Die Dialektik des Wahnsinns, die Monotonie des alltäglichen Stechschritts und die immer weiter aufgehende Schere zwischen Soll- und Ist-Zustand: Mit …

8 Kommentare mit 12 Antworten

  • Vor 9 Jahren

    sehr interessantes teil, könnte für meinen geschmack zwar noch schüppe mehr brachialität bei, werd ich aber auf jdf mal weiter verfolgen.

  • Vor 9 Jahren

    Die Rezi ist ein elendes Geducke. Komplett unfähig, die positiven Aspekte der Platte nicht-negativ zu beschreiben, so ist sie denn eben 'unverkopft', 'unpeinlich' oder gar Poesie - aber nicht so wirklich, das wäre ja furchtbar nicht-unpeinlich. Liest sich wie eine verzweifelte Rechtfertigung, sich mit Themen, die nicht vollständig nicht-unterflächlich sind, zu beschäftigen, ohne dabei als nicht-unverkopfter Lauch dazustehen.

    Interesse trotzdem geweckt, darum geht's ja am Ende - vielleicht.

    • Vor 9 Jahren

      Cover und "Hysterie! Zerstörung! Großartig!" hat eigentlich schon gereicht ;)

    • Vor 9 Jahren

      Und Attribute wie "sehr, sehr gut", "klug", "eindringlich" etc sind für dich wirklich elendes Geducke und komplette Unfähigkeit, Positiva hinzuschreiben? Und "unverkopft" und "unpeinlich" stören dich in diesem Kontext (bei Themenkomplexen der Umsetzung leicht verkopft etc werden kann) wirklich gar so arg? Nungut.

    • Vor 9 Jahren

      Ach, ich mag einfach diesen apologetischen Grundton nicht, der sich für mich durch diese Art der Rezension einstellt, wenn der Autor sich heimelig relativierend im beschreiberischen Niemandsland, in dem das reizlose Mittelmaß das Maß aller Dinge ist, einnistet.

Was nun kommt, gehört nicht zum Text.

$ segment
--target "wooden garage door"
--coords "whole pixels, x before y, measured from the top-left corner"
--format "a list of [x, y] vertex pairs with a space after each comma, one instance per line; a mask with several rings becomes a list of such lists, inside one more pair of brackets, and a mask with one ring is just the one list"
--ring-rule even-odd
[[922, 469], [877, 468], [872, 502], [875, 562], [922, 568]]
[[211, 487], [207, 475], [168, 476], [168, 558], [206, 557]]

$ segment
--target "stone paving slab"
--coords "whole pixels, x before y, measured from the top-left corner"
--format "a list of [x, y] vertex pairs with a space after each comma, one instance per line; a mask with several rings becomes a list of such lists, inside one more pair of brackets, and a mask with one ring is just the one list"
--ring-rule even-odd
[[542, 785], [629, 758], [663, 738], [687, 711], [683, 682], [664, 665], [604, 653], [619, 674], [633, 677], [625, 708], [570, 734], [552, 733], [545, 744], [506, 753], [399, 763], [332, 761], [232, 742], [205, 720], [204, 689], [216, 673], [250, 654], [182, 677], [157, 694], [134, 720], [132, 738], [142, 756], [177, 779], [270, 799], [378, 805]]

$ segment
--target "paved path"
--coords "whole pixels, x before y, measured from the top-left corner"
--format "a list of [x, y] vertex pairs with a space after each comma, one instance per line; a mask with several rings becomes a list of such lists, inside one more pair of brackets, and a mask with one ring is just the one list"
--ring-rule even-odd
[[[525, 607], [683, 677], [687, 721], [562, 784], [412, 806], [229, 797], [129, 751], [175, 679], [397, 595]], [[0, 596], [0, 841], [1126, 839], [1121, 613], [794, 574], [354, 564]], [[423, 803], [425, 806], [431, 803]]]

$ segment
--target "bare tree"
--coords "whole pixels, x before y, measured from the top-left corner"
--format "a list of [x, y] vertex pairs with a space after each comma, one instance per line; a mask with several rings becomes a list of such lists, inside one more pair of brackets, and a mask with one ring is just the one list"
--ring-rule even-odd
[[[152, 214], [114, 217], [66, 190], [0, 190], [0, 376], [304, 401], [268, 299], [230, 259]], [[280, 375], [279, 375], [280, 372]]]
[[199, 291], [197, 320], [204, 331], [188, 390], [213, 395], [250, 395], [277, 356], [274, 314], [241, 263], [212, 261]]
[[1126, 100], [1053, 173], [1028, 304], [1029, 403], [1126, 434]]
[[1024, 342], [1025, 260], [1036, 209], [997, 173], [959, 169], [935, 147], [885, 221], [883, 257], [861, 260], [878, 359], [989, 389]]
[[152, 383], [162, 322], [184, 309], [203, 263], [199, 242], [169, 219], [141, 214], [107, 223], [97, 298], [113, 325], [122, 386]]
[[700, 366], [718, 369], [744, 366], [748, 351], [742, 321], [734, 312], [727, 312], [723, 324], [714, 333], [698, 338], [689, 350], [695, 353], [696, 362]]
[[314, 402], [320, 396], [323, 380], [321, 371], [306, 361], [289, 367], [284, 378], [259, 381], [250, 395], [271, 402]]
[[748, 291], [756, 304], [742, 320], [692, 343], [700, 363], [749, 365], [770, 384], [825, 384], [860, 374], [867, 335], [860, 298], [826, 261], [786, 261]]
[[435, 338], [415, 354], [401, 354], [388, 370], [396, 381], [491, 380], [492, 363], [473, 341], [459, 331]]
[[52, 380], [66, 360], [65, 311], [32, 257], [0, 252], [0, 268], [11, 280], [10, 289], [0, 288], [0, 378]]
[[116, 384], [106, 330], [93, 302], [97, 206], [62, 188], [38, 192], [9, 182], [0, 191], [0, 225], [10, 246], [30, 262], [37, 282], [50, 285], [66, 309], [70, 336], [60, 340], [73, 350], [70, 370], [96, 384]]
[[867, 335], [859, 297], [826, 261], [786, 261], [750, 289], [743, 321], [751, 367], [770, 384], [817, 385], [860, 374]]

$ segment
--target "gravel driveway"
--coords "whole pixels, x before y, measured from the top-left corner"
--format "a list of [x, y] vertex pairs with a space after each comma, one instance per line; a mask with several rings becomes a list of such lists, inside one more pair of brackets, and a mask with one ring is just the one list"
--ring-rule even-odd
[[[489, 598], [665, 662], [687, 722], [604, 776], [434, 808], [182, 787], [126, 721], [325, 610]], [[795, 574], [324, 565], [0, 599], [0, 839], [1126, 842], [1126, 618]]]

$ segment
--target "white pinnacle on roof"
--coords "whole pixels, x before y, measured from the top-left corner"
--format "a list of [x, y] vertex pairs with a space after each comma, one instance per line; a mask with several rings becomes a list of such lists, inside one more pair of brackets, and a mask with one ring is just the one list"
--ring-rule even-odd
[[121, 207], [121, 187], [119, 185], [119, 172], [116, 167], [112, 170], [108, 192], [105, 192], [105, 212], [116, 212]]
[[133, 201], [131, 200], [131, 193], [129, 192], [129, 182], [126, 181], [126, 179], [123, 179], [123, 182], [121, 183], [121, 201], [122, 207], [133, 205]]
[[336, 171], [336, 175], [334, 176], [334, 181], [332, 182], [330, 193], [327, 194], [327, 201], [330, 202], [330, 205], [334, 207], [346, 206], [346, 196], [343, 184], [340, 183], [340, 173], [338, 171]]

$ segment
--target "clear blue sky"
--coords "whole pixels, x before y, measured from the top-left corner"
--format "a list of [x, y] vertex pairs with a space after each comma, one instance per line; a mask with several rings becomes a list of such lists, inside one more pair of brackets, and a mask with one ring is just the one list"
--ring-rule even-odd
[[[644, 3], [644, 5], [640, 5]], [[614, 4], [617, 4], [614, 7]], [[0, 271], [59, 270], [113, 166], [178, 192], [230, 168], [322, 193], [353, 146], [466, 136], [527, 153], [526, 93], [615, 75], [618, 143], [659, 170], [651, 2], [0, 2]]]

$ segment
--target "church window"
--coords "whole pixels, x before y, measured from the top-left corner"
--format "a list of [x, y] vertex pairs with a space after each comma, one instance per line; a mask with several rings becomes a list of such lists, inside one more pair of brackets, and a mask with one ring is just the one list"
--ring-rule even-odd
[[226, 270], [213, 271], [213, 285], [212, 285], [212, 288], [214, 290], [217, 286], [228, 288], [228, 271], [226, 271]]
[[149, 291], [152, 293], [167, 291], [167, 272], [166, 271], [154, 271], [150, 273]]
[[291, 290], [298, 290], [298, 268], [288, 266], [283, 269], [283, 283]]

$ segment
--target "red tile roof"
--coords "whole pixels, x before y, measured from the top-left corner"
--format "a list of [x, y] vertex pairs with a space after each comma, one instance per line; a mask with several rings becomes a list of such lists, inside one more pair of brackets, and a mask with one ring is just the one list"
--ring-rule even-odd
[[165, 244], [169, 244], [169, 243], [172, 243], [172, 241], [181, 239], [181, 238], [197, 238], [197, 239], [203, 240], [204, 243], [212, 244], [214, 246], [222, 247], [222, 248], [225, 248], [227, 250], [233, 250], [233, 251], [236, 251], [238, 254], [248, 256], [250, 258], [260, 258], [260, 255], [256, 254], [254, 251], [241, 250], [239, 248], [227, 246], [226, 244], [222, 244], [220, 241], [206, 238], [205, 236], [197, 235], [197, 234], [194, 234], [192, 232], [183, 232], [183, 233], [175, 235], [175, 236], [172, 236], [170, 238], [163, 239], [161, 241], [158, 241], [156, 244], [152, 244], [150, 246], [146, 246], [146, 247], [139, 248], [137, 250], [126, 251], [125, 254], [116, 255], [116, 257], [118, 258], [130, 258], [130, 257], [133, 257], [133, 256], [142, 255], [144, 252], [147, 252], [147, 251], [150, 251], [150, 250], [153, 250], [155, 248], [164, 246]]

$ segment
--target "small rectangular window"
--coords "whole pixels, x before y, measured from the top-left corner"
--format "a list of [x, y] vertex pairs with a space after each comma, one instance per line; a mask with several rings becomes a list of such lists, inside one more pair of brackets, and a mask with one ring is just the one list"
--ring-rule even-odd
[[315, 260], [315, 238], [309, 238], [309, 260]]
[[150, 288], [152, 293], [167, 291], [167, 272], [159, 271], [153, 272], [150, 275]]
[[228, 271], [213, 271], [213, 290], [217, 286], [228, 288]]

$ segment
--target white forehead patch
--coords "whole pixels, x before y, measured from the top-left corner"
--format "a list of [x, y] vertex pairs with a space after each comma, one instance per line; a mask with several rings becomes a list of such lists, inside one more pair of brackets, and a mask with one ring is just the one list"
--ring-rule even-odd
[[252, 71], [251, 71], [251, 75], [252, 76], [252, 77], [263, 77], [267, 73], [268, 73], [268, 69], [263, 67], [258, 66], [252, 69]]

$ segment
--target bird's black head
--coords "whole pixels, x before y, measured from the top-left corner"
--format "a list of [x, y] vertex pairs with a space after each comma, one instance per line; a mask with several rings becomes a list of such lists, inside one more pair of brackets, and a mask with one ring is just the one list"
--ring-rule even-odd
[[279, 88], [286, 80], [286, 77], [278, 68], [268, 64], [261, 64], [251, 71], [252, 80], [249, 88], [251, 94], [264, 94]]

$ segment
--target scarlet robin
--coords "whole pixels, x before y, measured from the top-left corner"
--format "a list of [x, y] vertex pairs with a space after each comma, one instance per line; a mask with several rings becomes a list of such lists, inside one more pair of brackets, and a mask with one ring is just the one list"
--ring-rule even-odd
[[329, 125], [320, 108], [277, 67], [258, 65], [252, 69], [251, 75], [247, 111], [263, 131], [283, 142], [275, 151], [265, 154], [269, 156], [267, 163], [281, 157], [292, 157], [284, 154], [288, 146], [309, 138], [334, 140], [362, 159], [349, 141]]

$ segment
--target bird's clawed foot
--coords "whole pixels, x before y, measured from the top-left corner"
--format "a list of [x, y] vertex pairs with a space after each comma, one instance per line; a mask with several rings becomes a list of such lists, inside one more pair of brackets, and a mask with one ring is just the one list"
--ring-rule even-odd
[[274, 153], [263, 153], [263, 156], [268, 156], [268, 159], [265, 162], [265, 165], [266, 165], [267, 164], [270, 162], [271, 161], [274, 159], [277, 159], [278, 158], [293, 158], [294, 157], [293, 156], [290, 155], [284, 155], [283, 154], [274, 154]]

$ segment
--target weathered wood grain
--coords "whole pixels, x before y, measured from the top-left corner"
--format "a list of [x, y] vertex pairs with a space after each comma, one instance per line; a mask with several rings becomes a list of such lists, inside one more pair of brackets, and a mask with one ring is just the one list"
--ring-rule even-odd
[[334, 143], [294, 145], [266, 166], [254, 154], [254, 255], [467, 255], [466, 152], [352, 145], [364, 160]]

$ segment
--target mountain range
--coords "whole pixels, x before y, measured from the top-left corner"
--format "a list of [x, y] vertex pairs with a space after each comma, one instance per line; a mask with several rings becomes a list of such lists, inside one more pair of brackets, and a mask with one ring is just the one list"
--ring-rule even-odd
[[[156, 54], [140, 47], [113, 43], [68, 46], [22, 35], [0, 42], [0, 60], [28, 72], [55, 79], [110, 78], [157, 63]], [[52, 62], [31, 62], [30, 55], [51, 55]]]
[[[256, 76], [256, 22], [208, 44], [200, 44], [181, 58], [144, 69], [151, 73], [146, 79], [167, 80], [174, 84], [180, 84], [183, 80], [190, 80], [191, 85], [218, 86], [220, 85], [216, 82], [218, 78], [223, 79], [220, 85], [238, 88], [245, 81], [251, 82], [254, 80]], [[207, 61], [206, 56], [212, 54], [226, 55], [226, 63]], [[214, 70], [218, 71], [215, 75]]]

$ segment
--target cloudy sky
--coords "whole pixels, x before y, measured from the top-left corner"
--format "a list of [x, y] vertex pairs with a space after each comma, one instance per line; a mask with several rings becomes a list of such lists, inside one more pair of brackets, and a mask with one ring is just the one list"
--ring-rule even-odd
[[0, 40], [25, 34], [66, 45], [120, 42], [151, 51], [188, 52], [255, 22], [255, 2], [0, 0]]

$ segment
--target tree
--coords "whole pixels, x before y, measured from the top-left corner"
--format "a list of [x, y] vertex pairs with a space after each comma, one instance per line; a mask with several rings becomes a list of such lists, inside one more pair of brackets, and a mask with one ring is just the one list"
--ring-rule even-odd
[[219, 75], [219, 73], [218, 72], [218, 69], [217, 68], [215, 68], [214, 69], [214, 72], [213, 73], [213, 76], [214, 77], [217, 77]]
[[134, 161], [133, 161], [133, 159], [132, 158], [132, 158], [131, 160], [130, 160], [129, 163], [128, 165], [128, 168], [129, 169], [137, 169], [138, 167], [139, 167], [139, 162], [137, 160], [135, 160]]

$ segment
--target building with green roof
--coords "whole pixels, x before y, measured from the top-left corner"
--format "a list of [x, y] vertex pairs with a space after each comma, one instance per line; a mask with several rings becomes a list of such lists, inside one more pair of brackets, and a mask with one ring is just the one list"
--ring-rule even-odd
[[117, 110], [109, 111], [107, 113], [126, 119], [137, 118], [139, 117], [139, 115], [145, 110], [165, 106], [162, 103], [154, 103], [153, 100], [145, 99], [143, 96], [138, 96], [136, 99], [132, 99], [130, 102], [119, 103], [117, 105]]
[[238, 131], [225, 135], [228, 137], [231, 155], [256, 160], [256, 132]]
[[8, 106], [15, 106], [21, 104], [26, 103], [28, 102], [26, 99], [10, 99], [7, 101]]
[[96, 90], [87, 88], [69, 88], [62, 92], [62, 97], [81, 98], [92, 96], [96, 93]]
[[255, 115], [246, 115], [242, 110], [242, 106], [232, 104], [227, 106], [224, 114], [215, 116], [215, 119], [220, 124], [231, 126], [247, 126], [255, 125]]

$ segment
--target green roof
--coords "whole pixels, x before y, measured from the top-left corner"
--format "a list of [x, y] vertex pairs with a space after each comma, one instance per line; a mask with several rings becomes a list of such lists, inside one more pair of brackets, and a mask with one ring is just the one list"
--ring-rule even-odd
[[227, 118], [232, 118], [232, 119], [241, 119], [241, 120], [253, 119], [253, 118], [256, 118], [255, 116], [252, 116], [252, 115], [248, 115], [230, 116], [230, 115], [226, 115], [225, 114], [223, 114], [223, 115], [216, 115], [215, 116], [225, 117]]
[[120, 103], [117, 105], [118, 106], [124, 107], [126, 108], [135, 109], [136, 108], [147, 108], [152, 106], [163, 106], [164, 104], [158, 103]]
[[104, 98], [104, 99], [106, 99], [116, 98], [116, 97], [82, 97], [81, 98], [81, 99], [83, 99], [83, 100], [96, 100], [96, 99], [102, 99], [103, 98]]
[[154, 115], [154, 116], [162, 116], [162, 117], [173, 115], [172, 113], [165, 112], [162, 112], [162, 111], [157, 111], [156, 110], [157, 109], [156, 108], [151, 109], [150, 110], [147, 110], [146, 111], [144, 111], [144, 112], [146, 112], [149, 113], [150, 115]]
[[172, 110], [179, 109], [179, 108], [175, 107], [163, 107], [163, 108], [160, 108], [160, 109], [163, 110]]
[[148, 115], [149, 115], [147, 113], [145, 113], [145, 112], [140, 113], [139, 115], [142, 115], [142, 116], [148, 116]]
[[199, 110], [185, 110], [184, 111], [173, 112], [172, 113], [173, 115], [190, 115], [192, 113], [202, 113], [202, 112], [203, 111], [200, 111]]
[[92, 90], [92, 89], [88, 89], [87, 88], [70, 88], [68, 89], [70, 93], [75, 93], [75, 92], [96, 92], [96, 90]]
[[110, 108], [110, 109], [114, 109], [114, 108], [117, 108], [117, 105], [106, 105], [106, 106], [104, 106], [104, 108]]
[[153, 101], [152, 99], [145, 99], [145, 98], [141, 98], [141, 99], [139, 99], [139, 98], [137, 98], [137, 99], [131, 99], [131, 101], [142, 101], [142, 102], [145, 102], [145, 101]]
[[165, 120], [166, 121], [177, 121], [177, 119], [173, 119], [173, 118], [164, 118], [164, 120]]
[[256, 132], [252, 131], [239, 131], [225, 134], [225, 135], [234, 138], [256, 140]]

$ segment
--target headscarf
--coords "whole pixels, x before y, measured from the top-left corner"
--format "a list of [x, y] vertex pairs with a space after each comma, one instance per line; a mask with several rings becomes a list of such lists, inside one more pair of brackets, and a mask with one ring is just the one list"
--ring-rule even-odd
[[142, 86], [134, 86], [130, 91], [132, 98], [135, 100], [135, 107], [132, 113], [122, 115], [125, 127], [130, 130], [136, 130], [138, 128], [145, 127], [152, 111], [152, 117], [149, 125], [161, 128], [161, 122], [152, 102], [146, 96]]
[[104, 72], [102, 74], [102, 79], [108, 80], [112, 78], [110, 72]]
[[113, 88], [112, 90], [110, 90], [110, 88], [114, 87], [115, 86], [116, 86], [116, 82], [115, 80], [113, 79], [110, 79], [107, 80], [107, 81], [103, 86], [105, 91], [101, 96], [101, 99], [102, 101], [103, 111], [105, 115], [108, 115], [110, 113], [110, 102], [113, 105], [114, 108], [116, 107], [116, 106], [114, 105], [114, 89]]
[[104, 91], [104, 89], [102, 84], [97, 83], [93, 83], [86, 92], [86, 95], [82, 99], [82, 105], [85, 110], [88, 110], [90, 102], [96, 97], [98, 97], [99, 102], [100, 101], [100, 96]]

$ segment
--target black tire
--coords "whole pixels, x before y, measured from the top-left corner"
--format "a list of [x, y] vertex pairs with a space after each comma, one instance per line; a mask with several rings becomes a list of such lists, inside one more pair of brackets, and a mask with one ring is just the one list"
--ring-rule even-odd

      Am Ende alles halb so wild, Herr Brandstetter, ist ja nach meinem ersten, kurzen Eindruck ein nettes Stück Musik. Weitermachen.

    • Vor 9 Jahren

      (Ich bitte um Entschuldigung für meinen Hang zur schlechten Polemik)

    • Vor 9 Jahren

      Das Apologetische ist wahrscheinlich der Tatsache geschuldet, dass die Platte bei anderen Musikseiten/-zeitschriften ziemlich mies wegkam. Daher sollte man als Kritiker auch niemals andere Reviews vor dem Verfassen des eigenen Textes lesen. (spreche aus Erfahrung)

    • Vor 9 Jahren

      Richtig so. Über Geschmäcker...

    • Vor 9 Jahren

      - lässt sich richten

  • Vor 9 Jahren

    Dieser Kommentar wurde vor 6 Jahren durch den Autor entfernt.